Thursday, September 26, 2013

Losing the self-checkout not much of loss; it slowed things up too often

Will this Jewel self-checkout device ...
I happen to live within one block of a Jewel-Osco supermarket, although not one of the ones that has had its self-checkout lanes taken away.

Which is a move that can’t come soon enough, as far as I’m concerned.

JEWEL OFFICIALS (THE chain is owned these days by Cerberus Capital Management) let it be known Wednesday that they’re going to gradually remove those self-checkout lines that – in theory – allow people to ring up the cost of their own grocery items.

It could be a time-saving move. I’ll be the first to admit to using the self-checkout lanes when all I have is a couple of items to buy. Which is often, because I tend to use the Jewel as a convenience store of sorts. It’s right by where I live.

If I have significant purchases, I often find myself going to other grocery stores (although I’m not of the sort who thinks it essential to make a trip to the nearby Whole Foods store).

But it’s not always a time-saving move.

BECAUSE THE PROBLEM with the self-checkout is that the devices are so overly sensitive.

I have lost count of the number of occasions on which I scanned an item, put it in the plastic bag, and then had my purchase come to a crashing halt!!! All because the scale thought it detected something “off” about the weight.

Which involves then having a real live human being come over to look at the order, figure out that I wasn’t trying to pull a scam on my neighborhood Jewel supermarket, and punch in a special code to allow things to proceed.

... someday be as obsolete as this store décor?
That process usually takes enough time to complete that I could have finished the checkout process if I had just gone to one of the checkout lines staffed by a real-live human being.

THERE’S ALSO THE other potential problem – one where an item refuses to scan, which makes the computerized checkout system think that I’m trying to buy an item that the store doesn’t sell.

Even though I picked the item in question right off the store shelves just moments ago.

That always manages to frustrate the real-live human beings who work at Jewel, because they don’t want to have to think much about the items in stock. It’s just supposed to be about scanning the item and letting the computers do the work of calculating prices.

Then, invariably, there are the times when I get stuck behind a person who has enough of a technological mental block that they can’t comprehend how to scan something properly.

THEY WIND UP clogging up the checkout procedures to the point where everybody gets delayed, AND we have to put up with their rants because of their inability to comprehend what it is they are trying to do!

Soon, we will not have these sights. Although it isn’t clear how long it will take to get self-checkout out of the roughly 180 Jewel-Osco stores that exist in the Midwestern U.S.

In theory, these self-checkout lines will be converted into more express lines – thereby making it possible for more people like me who are only purchasing a few items at a time to get through quickly without getting stuck behind the person with the shopping carts full of items; and coupons calling for discounts on virtually every item.

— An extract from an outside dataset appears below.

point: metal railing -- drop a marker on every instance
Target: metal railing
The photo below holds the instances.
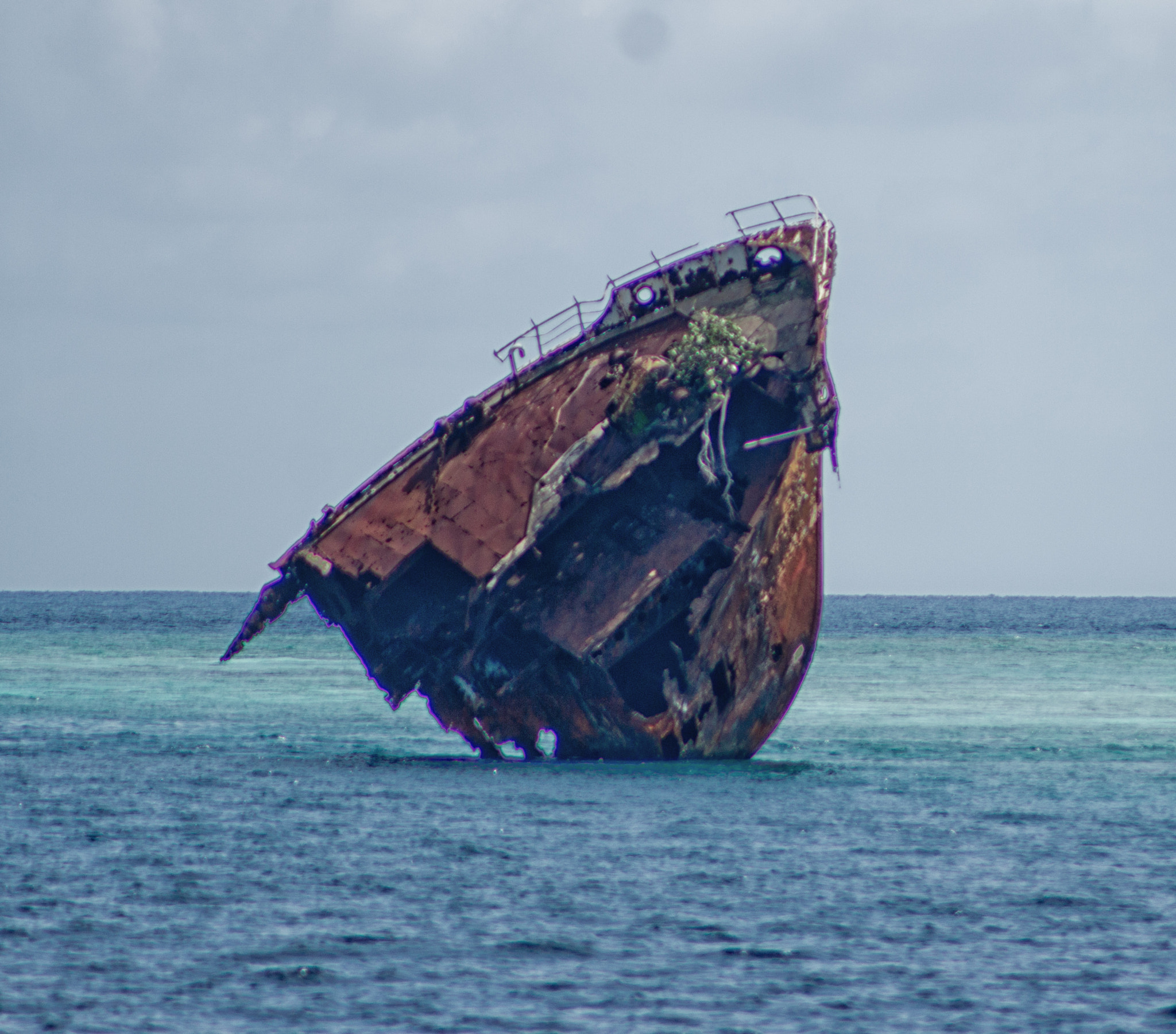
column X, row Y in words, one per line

I don’t begrudge people who clip coupons, although there are times when I think these people take their desire to save money to a ridiculous extreme.

SO AS I write this particular commentary, I think about the fact that I soon will have to make a trip to my neighborhood Jewel to pick up a couple of items. I may have to give that self-checkout line at the store a last look.

Although it won’t be something I’ll miss. At least in a checkout lane staffed with a cashier, I can glare at that person when they get slow on the job.

If I try to glare at the self-checkout machine, I just have a lot of people surrounding me suddenly pull their kids a little closer to themselves – warning them to stay away from that “crazy” man trying to buy a loaf of bread or a container of orange juice!